Regarding my quick stab, I was referring to "why not rely on the open source model and give everybody the benefit of the "best" way to do something" and how it completely ignores the issue of libraries. Once applications is written against a library, it needs a rewrite to work against a new solution if a "better" one comes around. Also, availability of an implementation to link/work against doesn't require open source in any way. Any advantages that opensource have are also available to proprietary solutions, as long as you have right to link against them. Microsoft is providing apis which are good, and people are free to use them or free to use "open" alternatives. I recall this wasn't the first time you've purposedly narrowed your views to favor your point of view, while ignoring a broader view. I might be guilty of the same too in some posts though, not sure. It just annoyed me quite a bit here as we seem to be talking about completely different things which only touch each other slightly.

[Calum]

seemingly.

shame that is a cause for annoyance with you, considering  annoyance does nothing to further the discussion.

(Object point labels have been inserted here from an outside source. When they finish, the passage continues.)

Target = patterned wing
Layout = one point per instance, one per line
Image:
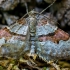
(13, 39)
(52, 42)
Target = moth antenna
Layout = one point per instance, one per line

i am not convinced that APIs can be considered to be as good as having full read access. sometimes they will be, but that's at the discression of the publisher of those APIs. and if the API is required to write good software, and the company publishing the APIs has an interest in outdoing their competition, then there's a motive for publishing incomplete specs right there.

not saying this happens, just that the model is not very good when taken in the real world.

[muzzy]

Talking about different things and pretending they're about same subject doesn't further discussion either.

This whole thing started from jtpenrod's comment: "It takes a crowbar and a case of dynamite to pry Inter-nut Expl-Horror from Win-Doesn't". I was trying to argue that this isn't the case, and that any issues that result from removal of IE are not specific to IE but rather apply to all library type entities.

You're welcome to ditch IE, but third party apps might expect it's there. Microsoft doesn't want you to remove it because of these dependency issues, so you have to do some little work to get rid of it.